Passons maintenant à la description des quatre étapes “classiques“ de l’action au développement.

1. L’identification des actions :

Cette phase consiste à préparer un projet en déterminant « quelles actions il est réaliste et judicieux de mettre en œuvre » (Beaudoux et al., 1992, p. 29) en fonction d’informations recueillies, de leur traitement, analyse et interprétation. C’est au cours de cette phase qu’il est impératif d’acquérir une bonne connaissance du milieu afin de pouvoir définir la colonne vertébrale du projet. Selon ces mêmes auteurs et pour faire bref, voici les différentes questions auxquelles cette étape devrait répondre, (qui correspondent d’ailleurs aux titres des sous-chapitres de leur livre) :

• Quelle est l’action envisagée ? (Où, quand, comment, pourquoi ?)

• Par quels acteurs ? (Salariés, bénévoles, villageois, professionnels etc.)

• Quelles sont les actions prioritaires et réalisables ?

• Qui seront les bénéficiaires directs et indirects ainsi que les exclus ?

• Comment assurer l’implication des bénéficiaires ?

• Quelle sera la viabilité du projet lorsque les aides extérieures (étrangères) prendront fin ? (Viabilité technique, organisationnelle, politique, économique et financière, environnementale, sociale et culturelle.)

• Déterminer quels sont les démarches et outils les plus adéquats pour mener à bien cette phase ?

2. programmation des actions :

« Il s’agit d’organiser les moyens disponibles, et ceux qu’il faudra rechercher, pour réaliser les actions identifiées et considérées viables et réalisables » (Beaudoux et al., 1992, p. 95). Là encore, divers points sont essentiels à cette étape :

• Préciser les actions à programmer.

• Organiser les trois niveaux des interventions. (Les actions retenues par les gens, le programme d’appuis par l’ONG locale de services et les programmes d’aide par les ONG de financement).

• Favoriser un climat de négociation (entre les responsables des programmes d’action, d’appui et d’aide).

• Programmer dans un cadre souple.

• Articuler la programmation au suivi et à l’évaluation.

• Envisager les conditions de retrait de l’aide.

• Déterminer quels sont les démarches et outils les plus adéquats pour mener à bien cette phase.

3. Le suivi des actions :

« Pendant toute la durée de réalisation d’une action, il est important de savoir à tout moment où en est l’exécution et de faire le point, pour pouvoir en conduire effectivement le bon déroulement » (Beaudoux et al., 1992, p. 127).
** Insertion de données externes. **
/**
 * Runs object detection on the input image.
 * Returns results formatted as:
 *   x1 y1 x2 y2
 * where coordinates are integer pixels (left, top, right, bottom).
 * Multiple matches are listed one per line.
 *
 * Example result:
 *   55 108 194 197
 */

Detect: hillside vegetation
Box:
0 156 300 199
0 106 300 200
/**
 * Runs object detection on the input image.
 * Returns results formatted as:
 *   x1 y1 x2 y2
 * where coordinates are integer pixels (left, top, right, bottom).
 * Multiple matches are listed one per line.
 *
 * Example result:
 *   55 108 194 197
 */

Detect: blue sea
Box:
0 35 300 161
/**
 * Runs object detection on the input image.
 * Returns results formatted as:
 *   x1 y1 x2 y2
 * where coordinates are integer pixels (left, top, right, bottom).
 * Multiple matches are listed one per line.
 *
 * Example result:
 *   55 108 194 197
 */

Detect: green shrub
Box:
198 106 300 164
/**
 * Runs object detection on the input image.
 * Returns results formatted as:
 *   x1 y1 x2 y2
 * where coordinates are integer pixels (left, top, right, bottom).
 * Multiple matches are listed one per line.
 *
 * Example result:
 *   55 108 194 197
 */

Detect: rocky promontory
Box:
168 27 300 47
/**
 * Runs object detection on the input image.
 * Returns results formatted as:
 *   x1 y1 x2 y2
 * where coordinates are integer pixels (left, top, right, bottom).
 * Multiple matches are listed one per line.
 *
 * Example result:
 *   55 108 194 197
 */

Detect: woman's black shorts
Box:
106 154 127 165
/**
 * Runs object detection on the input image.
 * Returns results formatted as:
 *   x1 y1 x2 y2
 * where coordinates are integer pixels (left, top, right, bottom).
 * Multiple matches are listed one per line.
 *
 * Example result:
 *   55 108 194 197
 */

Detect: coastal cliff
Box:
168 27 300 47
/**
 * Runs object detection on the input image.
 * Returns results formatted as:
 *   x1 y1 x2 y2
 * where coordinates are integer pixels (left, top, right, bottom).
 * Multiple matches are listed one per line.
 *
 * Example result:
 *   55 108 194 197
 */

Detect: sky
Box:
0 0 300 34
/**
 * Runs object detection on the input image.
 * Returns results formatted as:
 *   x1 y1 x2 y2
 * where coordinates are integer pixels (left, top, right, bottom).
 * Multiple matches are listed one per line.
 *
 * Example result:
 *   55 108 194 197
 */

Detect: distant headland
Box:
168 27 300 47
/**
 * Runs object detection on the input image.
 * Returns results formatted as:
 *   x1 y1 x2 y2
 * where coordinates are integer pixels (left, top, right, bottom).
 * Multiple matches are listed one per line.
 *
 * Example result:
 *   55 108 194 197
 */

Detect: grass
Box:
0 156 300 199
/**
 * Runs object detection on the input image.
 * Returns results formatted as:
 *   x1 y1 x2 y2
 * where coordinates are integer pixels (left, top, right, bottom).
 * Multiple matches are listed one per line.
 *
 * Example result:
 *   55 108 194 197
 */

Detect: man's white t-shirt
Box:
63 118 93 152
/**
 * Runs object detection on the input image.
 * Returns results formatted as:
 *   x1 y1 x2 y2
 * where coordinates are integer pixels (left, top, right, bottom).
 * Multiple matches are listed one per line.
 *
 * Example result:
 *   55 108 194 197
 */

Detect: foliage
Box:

Voici quelques points à prendre en compte dans cette étape :

• Le suivi est différent de l’évaluation. (Il a lieu en cours de réalisation de l’action et non après).
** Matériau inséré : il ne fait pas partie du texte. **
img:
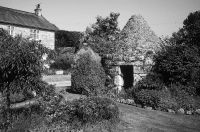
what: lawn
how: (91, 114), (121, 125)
(118, 104), (200, 132)
(44, 75), (200, 132)
(59, 93), (200, 132)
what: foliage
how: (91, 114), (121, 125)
(46, 97), (119, 130)
(55, 30), (82, 49)
(84, 12), (120, 55)
(50, 53), (74, 70)
(71, 48), (105, 95)
(152, 11), (200, 95)
(0, 30), (55, 130)
(135, 89), (160, 109)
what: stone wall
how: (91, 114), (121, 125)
(0, 24), (55, 49)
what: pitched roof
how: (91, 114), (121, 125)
(0, 6), (58, 31)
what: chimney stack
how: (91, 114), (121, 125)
(34, 4), (42, 16)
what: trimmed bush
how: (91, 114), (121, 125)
(72, 48), (106, 96)
(50, 53), (74, 70)
(136, 89), (160, 109)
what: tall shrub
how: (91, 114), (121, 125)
(0, 29), (54, 130)
(72, 47), (105, 95)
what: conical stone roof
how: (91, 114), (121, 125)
(120, 15), (161, 56)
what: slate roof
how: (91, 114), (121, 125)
(0, 6), (58, 31)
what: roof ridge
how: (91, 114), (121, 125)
(0, 6), (35, 15)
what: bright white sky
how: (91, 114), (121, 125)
(0, 0), (200, 36)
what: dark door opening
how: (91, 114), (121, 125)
(120, 65), (133, 89)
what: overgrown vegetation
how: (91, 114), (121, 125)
(0, 29), (57, 129)
(129, 11), (200, 110)
(55, 30), (82, 50)
(71, 47), (106, 96)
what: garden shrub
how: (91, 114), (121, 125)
(0, 29), (57, 131)
(135, 89), (160, 109)
(46, 97), (119, 130)
(50, 53), (74, 70)
(175, 90), (195, 110)
(71, 48), (106, 95)
(158, 89), (178, 111)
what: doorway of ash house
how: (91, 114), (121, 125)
(120, 65), (133, 89)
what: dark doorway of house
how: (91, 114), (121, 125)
(120, 65), (133, 89)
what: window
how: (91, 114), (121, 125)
(8, 26), (14, 36)
(30, 29), (39, 40)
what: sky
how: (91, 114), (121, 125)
(0, 0), (200, 36)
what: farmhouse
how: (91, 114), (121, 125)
(103, 15), (161, 88)
(0, 4), (58, 49)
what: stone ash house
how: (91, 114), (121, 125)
(103, 15), (161, 88)
(0, 4), (58, 49)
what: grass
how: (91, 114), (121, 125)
(42, 75), (200, 132)
(118, 104), (200, 132)
(42, 74), (71, 82)
(60, 93), (200, 132)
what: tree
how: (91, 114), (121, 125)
(55, 30), (82, 49)
(0, 29), (54, 129)
(84, 12), (120, 56)
(152, 11), (200, 95)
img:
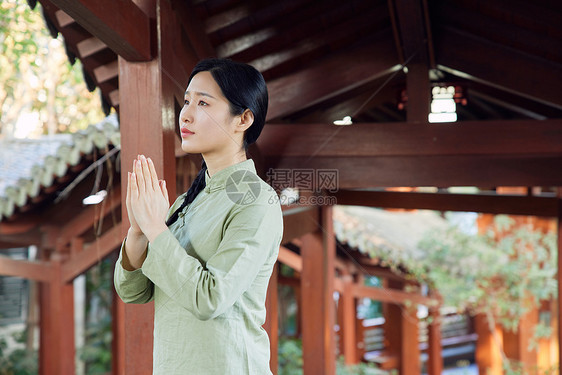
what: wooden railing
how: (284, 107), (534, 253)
(352, 314), (477, 369)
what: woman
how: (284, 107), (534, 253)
(114, 59), (283, 375)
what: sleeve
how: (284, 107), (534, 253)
(113, 194), (185, 303)
(113, 238), (154, 303)
(138, 195), (283, 320)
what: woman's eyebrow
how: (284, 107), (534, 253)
(185, 91), (216, 99)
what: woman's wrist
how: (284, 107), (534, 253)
(127, 227), (146, 239)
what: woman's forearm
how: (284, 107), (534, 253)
(122, 228), (148, 271)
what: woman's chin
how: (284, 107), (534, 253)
(181, 141), (200, 154)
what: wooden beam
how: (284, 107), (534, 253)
(52, 0), (152, 61)
(340, 275), (359, 365)
(109, 89), (120, 107)
(116, 1), (179, 368)
(281, 206), (320, 244)
(94, 60), (119, 83)
(435, 27), (562, 109)
(300, 207), (336, 375)
(389, 0), (434, 65)
(263, 263), (279, 375)
(333, 190), (558, 217)
(264, 34), (400, 120)
(76, 36), (107, 59)
(171, 0), (216, 59)
(0, 256), (53, 282)
(556, 187), (562, 370)
(427, 307), (443, 375)
(353, 284), (438, 306)
(39, 257), (76, 375)
(259, 119), (562, 157)
(62, 223), (123, 282)
(406, 63), (431, 124)
(57, 187), (120, 243)
(55, 10), (76, 27)
(266, 156), (562, 188)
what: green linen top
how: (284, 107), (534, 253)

• Déterminer les acteurs du suivi.

• Déterminer les caractéristiques d’une procédure de suivi.

• Déterminer l’implication des acteurs de base dans le dispositif de suivi.

• Déterminer quels sont les démarches et outils les plus adéquats pour mener à bien cette phase.

4. L’évaluation des actions :

L’évaluation est un processus plus complet que le suivi. Elle consiste à analyser en profondeur l’action et ses résultats. « L’évaluation sert à apprécier si l’action est vraiment adaptée aux objectifs, si ces objectifs sont vraiment opportuns, réalistes et réalisables, s’ils ont été atteints, à quels prix, etc. » (Beaudoux et al., 1992, p. 157). Les questions auxquelles devrait répondre cette étape pour pouvoir apprécier l’ensemble des aspects d’une action de développement, sont de l’ordre des six critères suivants : « l’efficacité (comparaison des objectifs et des résultats), l’efficience (comparaison des résultats obtenus par rapport aux moyens utilisés), l’impact (appréciation générale des effets de l’action effectuée), la viabilité (appréciation de la capacité d’autonomie de l’action) / reproductibilité (possibilité ou non de reproduire l’action), la stratégie d’intervention (remise en question des approches et stratégies employées), la participation / satisfaction des bénéficiaires (revient à donner la parole à la population locale) » (Beaudoux et al., 1992, p. 168). Pour venir à bout de cette démarche délicate mais non moins importante, il est nécessaire d’accorder une attention particulière aux trois étapes qui la composent :

• Le recueil d’information,

• L’utilisation de l’information.

En définitive, l’évaluation ne marque pas vraiment la fin du processus mais le relance en lui offrant un nouveau regard sur la phase d’identification.